Mika
Waltari. “Sinuhé, el egipcio” - 1945
- Tienes siete años Sinuhé –me dijo mi padre-, debes elegir una
carrera.
-
Quiero ser soldado –dije yo en el acto.
No
comprendí su expresión decepcionada. Porque los mejores juegos de
muchachos en las calles son militares; había visto a los soldados
ejercitarse en la lucha delante de los cuarteles; había visto los
carros de combate salir de la villa para hacer maniobras, con sus
ruedas ruidosas. No podía existir carrera más brillante y honorable
que la carrera de las armas. Un soldado no necesita saber escribir, y
ésta era para mí la razón principal de mi elección, porque mis
camaradas me habían contado cosas terribles sobre las dificultades
de la escritura y la crueldad de los maestros (…).
Mi
padre no debió de estar muy dotado durante su infancia, de lo
contrario hubiera llegado a algo más que médico de los pobres. (…)
Sabía cuán sensible y obstinado yo era, pero no protestó de mi
decisión.
Pero
al cabo de un rato pidió a mi madre una jarra vacía, entró en su
habitación y vertió en ella vino ordinario.
-
Ven Sinuhé –dijo llevándome hacia la ribera.
Yo
le seguí sorprendido. En el muelle se detuvo para observar una
barcaza de la cual unos hombres sudorosos, con la espalda encorvada,
sacaban mercancías embaladas en telas cocidas. El sol se ocultaba
detrás de las colinas sobre la Villa de los Muertos; nosotros
estábamos cansados, pero los hombres seguían descargando, jadeantes
los flancos y cubiertos de sudor. El capataz los excitaba con su
látigo y, tranquilamente sentado bajo un toldo, un escriba iba
anotando la carga.
-
¿Quisieras ser como ellos? –preguntó mi padre.
La
pregunta me pareció estúpida y no contesté, pero miré a mi padre
sorprendido, porque nadie podía querer ser como aquellos hombres.
-
Trabajan desde primera hora del día hasta tarde de la noche –dijo
mi padre Senmut-. Su piel está curtida como la del cocodrilo, sus
manos son rudas como las patas del cocodrilo. Sólo por la noche
pueden regresar a su cabaña de barro, y su alimentación es un trozo
de pan, una cebolla y sorbo de cerveza agria. Ésta es la vida de los
descargadores. Ésta es también la del labrador. Tal es la de todos
los que trabajan con sus manos. Tal vez no los envidiarás.
Moví
la cabeza y lo miré sorprendido. Yo quería ser soldado y no
cargador o abrir surcos en la tierra, regar los campos o ser pastor
mugriento.
-
Padre –dije yo mientras andábamos-, la vida del soldado es bella.
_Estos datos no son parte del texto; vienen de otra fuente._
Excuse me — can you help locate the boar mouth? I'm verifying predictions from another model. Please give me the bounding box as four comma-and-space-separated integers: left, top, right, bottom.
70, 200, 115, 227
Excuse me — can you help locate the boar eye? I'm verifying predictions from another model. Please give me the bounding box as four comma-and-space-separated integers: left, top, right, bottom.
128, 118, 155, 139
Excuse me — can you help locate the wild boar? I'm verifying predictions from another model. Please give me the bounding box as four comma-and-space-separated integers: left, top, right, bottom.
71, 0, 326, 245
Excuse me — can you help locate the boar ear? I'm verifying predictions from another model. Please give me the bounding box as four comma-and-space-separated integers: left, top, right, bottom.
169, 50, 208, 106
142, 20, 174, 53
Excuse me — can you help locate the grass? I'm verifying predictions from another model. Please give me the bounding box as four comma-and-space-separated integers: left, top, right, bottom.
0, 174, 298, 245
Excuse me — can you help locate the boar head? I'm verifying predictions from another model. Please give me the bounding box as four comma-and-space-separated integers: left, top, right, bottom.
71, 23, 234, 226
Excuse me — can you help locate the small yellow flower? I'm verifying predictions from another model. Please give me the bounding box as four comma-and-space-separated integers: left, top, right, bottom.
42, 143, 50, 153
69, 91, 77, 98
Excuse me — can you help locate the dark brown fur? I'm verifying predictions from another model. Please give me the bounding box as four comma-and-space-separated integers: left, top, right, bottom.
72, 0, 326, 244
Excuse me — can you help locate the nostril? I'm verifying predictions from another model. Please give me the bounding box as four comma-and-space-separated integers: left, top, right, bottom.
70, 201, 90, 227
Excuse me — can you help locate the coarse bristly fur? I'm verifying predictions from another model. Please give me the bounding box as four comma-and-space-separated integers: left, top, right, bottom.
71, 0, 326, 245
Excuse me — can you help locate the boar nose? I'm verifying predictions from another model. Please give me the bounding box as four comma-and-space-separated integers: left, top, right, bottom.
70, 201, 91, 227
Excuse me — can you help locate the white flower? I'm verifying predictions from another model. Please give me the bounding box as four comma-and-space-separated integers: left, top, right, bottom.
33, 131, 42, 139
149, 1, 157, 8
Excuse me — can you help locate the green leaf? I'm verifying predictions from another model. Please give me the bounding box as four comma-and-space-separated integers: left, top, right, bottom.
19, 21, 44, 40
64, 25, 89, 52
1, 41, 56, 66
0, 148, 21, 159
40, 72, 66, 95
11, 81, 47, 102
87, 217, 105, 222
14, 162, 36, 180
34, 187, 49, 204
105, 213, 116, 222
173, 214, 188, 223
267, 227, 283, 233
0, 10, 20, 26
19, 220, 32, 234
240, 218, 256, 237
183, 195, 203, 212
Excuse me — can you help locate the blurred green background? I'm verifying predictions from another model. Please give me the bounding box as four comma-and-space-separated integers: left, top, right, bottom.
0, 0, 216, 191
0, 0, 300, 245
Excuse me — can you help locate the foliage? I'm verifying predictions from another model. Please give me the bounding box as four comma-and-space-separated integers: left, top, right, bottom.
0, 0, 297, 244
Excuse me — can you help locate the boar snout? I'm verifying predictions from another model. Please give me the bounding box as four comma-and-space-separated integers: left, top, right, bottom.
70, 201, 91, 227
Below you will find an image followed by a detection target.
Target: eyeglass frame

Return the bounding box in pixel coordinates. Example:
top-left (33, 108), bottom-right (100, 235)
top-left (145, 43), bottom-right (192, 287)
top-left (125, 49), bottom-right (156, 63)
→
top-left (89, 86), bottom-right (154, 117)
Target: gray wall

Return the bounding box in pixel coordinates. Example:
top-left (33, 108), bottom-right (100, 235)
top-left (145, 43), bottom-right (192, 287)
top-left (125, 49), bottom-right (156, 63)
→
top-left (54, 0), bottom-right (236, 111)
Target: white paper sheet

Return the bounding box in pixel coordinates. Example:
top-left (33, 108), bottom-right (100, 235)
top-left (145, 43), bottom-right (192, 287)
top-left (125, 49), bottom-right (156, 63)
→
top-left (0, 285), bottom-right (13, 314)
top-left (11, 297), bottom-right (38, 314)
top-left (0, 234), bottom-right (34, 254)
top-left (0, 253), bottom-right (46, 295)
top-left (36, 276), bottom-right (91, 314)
Viven en los cuarteles, comen bien y por la noche beben vino. Los
mejores de entre ellos llevan una cadena al cuello aunque no sepan
escribir. De sus expediciones traen botín y esclavos que trabajan
por ellos y ejercen un oficio por cuenta de ellos. ¿Por qué no
sería yo soldado?
Mi
padre no contestó, pero apresuró el paso. Cerca de un depósito de
inmundicias, en medio de un enjambre de moscas que revoloteaban en
torno a nosotros, se inclinó para dirigir la mirada a una cabaña
baja.
-
Inteb, amigo mío, ¿estás ahí? –dijo.
Un
viejo, lleno de mugre, con el brazo derecho amputado a la altura del
hombro y cubierto por un trozo de tela roída por la grasa, salió
apoyándose en un palo. Su rostro estaba descarnado y surcado de
arrugas; no tenía dientes.
-
¿Es… es verdaderamente Inteb? –pregunté suavemente a mi padre,
dirigiendo una mirada de pavor a aquél hombre.
Porque
Inteb era un héroe, que había combatido en las campañas de
Tutmosis III, el más grande de los faraones, y se contaban muchas
historias sobre sus proezas y las recompensas que había recibido.
El
anciano levantó la mano para hacer un saludo militar y mi padre le
tendió la jarra de vino. Se sentaron en el suelo, porque Inteb no
tenía ni siquiera un banco en su casa (…).
-
Mi hijo Sinuhé quiere ser soldado –dijo mi padre sonriendo-. Te lo
he traído porque eres el único superviviente de los héroes de las
grandes guerras, a fin de que le hables de la vida magnífica y de
las hazañas de los soldados.
-
¡Por Seth y Baal y todos los diablos! –gritó el viejo con una
risa aguda y entornando los ojos para verme mejor-. ¿Estás loco?
Su
boca desdentada, sus ojos apagados, el muñón de su brazo y su pecho
arrugado y sucio eran tan espantosos que me refugié detrás de mi
padre y le agarré por la manga.
-
Pero… -dije yo temblando- el oficio de soldado es el más glorioso
de todos.
-
La gloria y el renombre –dijo Inteb, el héroe- es sencillamente
estiércol, estiércol para alimentar las moscas. (…) De todos los
oficios, el de soldado es el más horrible y miserable. (…) Mira,
muchacho, este cuello descarnado ha sido adornado con quíntuples
collares de oro. Con su propia mano el faraón me los puso. ¿Quién
puede contar las manos cortadas que he acumulado ante su tienda?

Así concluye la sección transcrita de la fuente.